Demonietto che s’impossessa di uno scrittore - Caricatura inglese del Settecento - Collezione privata
Demonietto che s’impossessa di uno scrittore – Caricatura inglese del Settecento – Collezione privata

Nel pieno del successo sparì Greta Garbo. La diva delle dive abbandonò i suoi ammiratori per diventare corpo senza voce. A Stoccolma, a New York o in Italia andava a fare la spesa ogni mattina sempre alla stessa ora, nascosta dietro… foulard vistosi e occhialoni neri. A Taormina c’è ancora chi ricorda come una immagine da cinema muto, che si indispettiva se nessuno la notava. Al contrario di lei, Mina si è trasformata in voce senza corpo, salvo poi a lasciarsi fotografare da ogni lato quando va da qualche parte, vestita in ‘total black’ da lutto stretto.

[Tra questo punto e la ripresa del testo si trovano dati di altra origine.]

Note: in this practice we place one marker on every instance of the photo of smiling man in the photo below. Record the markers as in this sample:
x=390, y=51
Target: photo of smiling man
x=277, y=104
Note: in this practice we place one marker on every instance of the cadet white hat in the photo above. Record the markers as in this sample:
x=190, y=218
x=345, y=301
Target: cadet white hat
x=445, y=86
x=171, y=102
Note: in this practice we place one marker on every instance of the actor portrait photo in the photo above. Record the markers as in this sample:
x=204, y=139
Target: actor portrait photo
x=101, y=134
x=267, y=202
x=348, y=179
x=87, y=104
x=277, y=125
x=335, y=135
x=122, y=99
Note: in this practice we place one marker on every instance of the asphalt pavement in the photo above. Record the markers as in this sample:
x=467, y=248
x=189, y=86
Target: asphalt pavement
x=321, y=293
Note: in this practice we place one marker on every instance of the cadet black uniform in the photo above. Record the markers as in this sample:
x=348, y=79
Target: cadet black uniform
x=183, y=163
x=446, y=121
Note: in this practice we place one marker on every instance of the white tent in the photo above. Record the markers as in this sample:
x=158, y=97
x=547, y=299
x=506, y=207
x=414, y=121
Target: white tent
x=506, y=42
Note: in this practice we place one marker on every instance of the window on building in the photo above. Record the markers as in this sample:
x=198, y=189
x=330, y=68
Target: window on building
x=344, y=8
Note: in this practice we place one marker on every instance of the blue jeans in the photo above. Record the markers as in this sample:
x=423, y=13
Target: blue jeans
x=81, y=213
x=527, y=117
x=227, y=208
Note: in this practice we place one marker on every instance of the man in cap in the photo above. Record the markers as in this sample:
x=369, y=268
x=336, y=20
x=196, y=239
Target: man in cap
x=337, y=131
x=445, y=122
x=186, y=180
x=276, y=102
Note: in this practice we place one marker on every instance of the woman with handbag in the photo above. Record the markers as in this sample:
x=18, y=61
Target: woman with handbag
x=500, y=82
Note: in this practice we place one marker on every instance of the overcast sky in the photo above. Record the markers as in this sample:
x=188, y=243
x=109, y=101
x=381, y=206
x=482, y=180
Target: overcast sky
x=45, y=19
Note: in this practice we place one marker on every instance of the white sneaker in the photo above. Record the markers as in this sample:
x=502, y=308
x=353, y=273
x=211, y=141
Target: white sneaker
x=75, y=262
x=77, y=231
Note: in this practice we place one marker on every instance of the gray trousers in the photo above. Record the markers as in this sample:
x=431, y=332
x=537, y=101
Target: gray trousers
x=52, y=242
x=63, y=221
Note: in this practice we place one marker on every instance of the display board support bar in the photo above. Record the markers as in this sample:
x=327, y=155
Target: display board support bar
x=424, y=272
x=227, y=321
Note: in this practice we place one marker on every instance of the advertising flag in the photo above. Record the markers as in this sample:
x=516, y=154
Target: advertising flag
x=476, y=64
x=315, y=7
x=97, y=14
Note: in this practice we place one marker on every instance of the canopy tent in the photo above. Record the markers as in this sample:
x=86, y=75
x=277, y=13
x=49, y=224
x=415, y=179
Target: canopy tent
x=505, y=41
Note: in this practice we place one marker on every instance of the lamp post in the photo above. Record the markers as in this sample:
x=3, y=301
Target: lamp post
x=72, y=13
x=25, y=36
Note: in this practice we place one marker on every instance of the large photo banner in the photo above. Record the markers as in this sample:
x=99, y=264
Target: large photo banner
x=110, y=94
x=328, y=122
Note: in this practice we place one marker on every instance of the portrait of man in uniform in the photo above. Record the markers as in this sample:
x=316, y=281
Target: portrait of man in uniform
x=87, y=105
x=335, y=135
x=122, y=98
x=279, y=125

  A molti piace guardare in televisione i ‘famosi’ che scompaiono su isole remote per qualche settimana. Se invece uno decide di sparire per sempre e se ne va dove lo porta il cuore non interessa a nessuno. Sono fatti suoi, pensa la gente. I medici attribuiscono le sparizioni volontarie a patologie mentali. Secondo loro, sarebbe stato affetto da ansia il grande filosofo Jean-Jacques Rousseau, che sparì in Francia tre secoli fa. Per me invece anche la sua fu una meditata scelta di vita. Ossessionato dai troppi condizionamenti della quotidianità, aveva scritto: “Non mi ridurrò ad esistere, voglio vivere, sottraendomi al mondo potrò ritrovare audacia di pensiero”. E scansando le persone che fino ad allora aveva frequentato, usciva di casa soltanto per passeggiare su sentieri rigorosamente fuori mano.

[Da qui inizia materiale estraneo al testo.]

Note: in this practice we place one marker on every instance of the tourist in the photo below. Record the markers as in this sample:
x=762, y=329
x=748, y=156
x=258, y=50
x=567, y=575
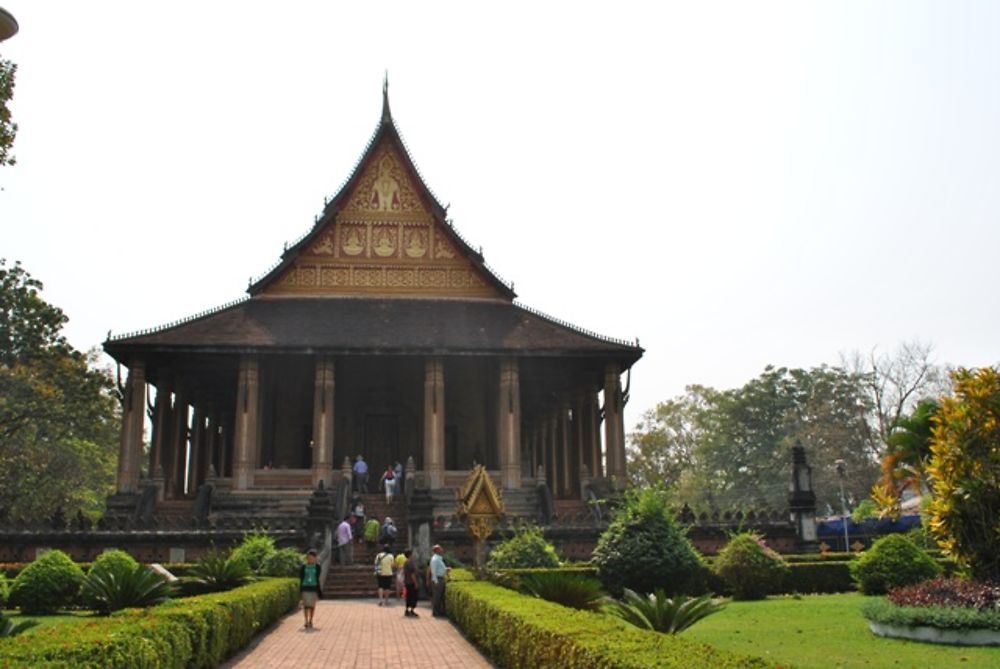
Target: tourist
x=388, y=481
x=398, y=471
x=411, y=587
x=371, y=531
x=387, y=534
x=345, y=550
x=439, y=574
x=400, y=564
x=309, y=587
x=360, y=474
x=358, y=517
x=384, y=565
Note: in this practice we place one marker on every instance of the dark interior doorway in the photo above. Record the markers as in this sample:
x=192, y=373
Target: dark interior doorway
x=381, y=443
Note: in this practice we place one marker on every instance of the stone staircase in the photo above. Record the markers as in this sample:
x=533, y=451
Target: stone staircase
x=358, y=580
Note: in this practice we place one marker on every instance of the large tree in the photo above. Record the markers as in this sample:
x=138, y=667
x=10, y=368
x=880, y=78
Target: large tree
x=7, y=126
x=730, y=449
x=58, y=412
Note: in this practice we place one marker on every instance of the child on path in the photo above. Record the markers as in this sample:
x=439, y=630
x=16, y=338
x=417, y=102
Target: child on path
x=383, y=573
x=398, y=568
x=309, y=587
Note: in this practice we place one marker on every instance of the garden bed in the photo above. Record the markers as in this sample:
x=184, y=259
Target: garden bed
x=196, y=632
x=519, y=631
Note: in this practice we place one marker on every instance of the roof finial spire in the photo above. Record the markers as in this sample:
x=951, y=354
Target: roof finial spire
x=386, y=114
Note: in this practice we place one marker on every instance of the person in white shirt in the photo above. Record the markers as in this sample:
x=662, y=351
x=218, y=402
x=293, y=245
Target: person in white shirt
x=439, y=575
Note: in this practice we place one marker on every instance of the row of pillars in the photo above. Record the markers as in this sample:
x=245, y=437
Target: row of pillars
x=564, y=442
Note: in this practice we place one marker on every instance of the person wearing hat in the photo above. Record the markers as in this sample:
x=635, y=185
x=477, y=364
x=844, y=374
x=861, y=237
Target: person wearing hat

 A volte è una malizia sopraffina a indurre l’idea di diventare invisibile. A Napoli, più di un secolo prima di Rousseau, un poeta ingegnosissimo pensò di darsi addirittura per morto, per fare quello che da vivo non poteva. Fu Giulio Cesare Cortese a scegliere questo inquietante modo di sparire, il poeta seicentesco che in lingua napoletana aveva cantato le vajasse, le servette di cui ho parlato la volta scorsa in questa Rubrica Grandangolo. Per farlo chiese la complicità del suo amico poeta Giambattista Basile, dicendogli con viso triste “tanto ormai co lo tiempo e co la sciorta ho già iocato li meglio anne de la vita”.

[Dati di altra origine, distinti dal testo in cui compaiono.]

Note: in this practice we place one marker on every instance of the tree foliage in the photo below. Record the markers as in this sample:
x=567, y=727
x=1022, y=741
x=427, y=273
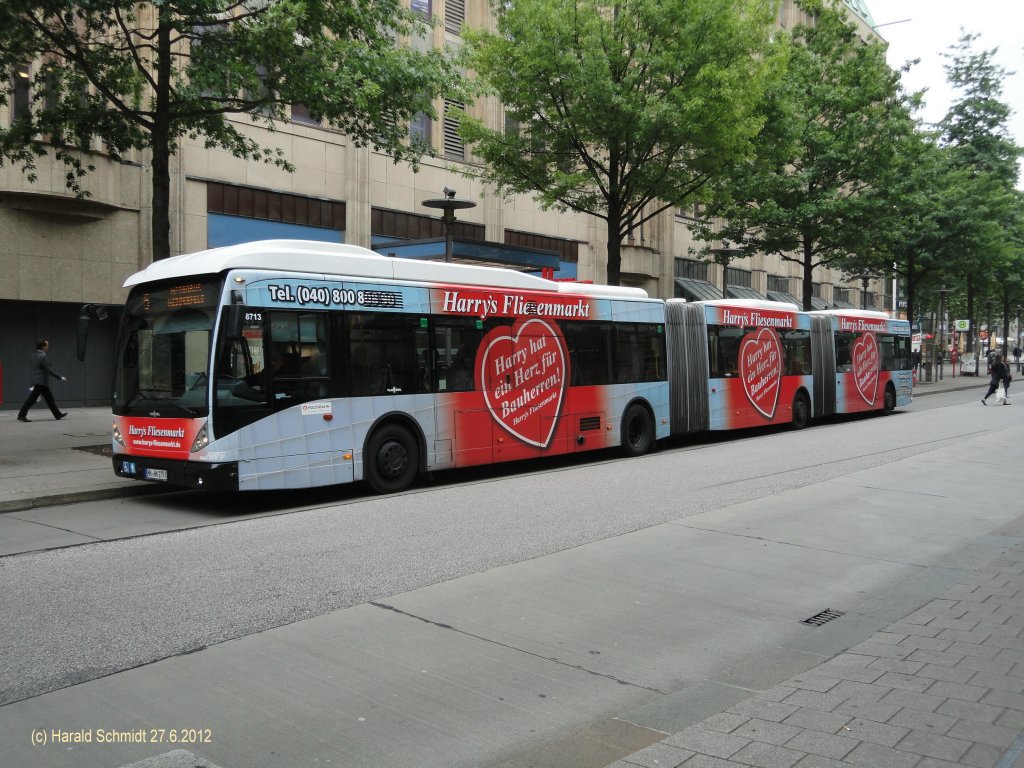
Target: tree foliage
x=620, y=109
x=830, y=128
x=141, y=77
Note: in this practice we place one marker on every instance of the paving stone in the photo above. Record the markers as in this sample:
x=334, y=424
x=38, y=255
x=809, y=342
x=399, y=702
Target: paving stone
x=820, y=684
x=851, y=690
x=978, y=713
x=957, y=690
x=658, y=756
x=764, y=710
x=877, y=756
x=768, y=756
x=983, y=733
x=896, y=665
x=927, y=643
x=704, y=761
x=930, y=722
x=766, y=731
x=885, y=651
x=1005, y=698
x=825, y=722
x=815, y=700
x=982, y=756
x=934, y=745
x=824, y=744
x=951, y=674
x=915, y=629
x=877, y=733
x=705, y=741
x=944, y=657
x=726, y=722
x=905, y=682
x=912, y=699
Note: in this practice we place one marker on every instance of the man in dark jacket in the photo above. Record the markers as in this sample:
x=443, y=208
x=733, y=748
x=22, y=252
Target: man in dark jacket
x=41, y=371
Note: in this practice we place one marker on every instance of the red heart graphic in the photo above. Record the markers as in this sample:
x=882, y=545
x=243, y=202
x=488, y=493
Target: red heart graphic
x=865, y=367
x=761, y=370
x=524, y=370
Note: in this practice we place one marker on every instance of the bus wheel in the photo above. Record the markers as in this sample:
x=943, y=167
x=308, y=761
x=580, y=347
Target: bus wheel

  Basile stette al gioco. Nel 1627 si presentò vestito a lutto in una piazza affollata e annunciò la morte improvvisa del Cortese. Nel vibrante elogio funebre ricordò il poemetto La vajasseide col quale il ‘caro estinto’ aveva dimostrato che la vita della povera plebe napoletana valeva molto più di quella futile dei ricchi nobili. Il popolo, costernato, espose teli neri lungo i vicoli, accese ceri davanti ai bassi e pianse. Giulio Cesare Cortese ne fu così commosso che, travestitosi per rendersi irriconoscibile, prese parte in lacrime per le vie di Napoli a tutte le cerimonie del proprio funerale!

  Da allora, come ispirato dal demonietto che gli incisori d’epoca si divertivano a raffigurare alle spalle degli scrittori satirici, cominciò a inondare la città di libelli antigovernativi, firmandoli con i nomi dei poetastri che lo avevano sempre invidiato e definito ‘brutto nano’, come peraltro egli era. Riconoscendo le sue idee e il suo stile, loro si difendevano dal suo maligno fantasma con riti scaramantici. Per questo evitarono perfino di tramandarcene un ritratto. La tiorba a taccone è il titolo dell’ultima opera attribuita a Giulio Cesare Cortese. Lui la firmò con l’ironico pseudonimo “Felippo Sgruttendio de Scafato” nel 1646, diciannove anni dopo che era andato in giro per le vie di Napoli a piangere la sua morte e a pregare per la sua…. anima!